Prof Stephen Evans, Professor of Pharmacoepidemiology, London School of Hygiene & Tropical Medicine, said:

“These results reflect the headlines given in previous press releases, but with both a fuller explanation of what was done and more detail around the uncertainty in the estimates of efficacy.

“The unfortunate measurement technique problem that occurred with some doses produced in Italy is going to be seen by some as raising questions about this trial. It is clear however, that national and international regulators were fully apprised of what had happened and a plan for analysis was determined prior to knowledge of the results.

“The basic message that the overall efficacy across the trials that are reported here is about 70% but with a clear description of its uncertainty. The statistical uncertainty is that the efficacy could be as low as 55% or as high as 80%. The Pfizer/BioNTech and Moderna vaccines both have efficacies above 90% and are clearly more efficacious under trial conditions.

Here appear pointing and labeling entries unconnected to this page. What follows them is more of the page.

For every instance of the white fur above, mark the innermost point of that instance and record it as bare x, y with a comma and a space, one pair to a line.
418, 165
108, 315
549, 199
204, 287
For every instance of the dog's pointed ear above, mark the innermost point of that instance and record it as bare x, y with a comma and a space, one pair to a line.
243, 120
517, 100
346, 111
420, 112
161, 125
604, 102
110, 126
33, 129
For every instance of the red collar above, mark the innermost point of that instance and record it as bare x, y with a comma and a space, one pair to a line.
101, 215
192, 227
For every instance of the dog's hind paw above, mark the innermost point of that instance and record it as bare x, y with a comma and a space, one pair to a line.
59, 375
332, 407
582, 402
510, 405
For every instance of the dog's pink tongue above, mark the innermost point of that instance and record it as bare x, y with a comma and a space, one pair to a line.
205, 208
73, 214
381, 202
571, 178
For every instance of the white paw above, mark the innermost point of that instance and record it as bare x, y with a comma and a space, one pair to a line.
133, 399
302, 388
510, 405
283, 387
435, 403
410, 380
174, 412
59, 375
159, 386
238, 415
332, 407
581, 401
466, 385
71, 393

“The decision to report the subgroup that received a low dose as the prime [1st dose] followed by a standard dose as the boost [2nd dose] separately, was made prior to knowledge of the results and was expected to be about the same efficacy as giving two standard doses. This trial was originally intended to only have a single dose, but the early phase results made it clear that a worthwhile gain in efficacy would be obtained using two doses.

“The description of the reasons for having an unexpected low dose are set out clearly and there is some statistical evidence that the different dosing subgroups have different efficacy. However, to believe that the lower dose followed by a standard dose will actually have 90% efficacy must at best be regarded as provisional and further data will be needed to confirm this higher efficacy as the authors make clear. There is evidence from the asymptomatic infections that suggest the efficacy difference is real but considerable uncertainty remains and will only be fully clarified by extra data.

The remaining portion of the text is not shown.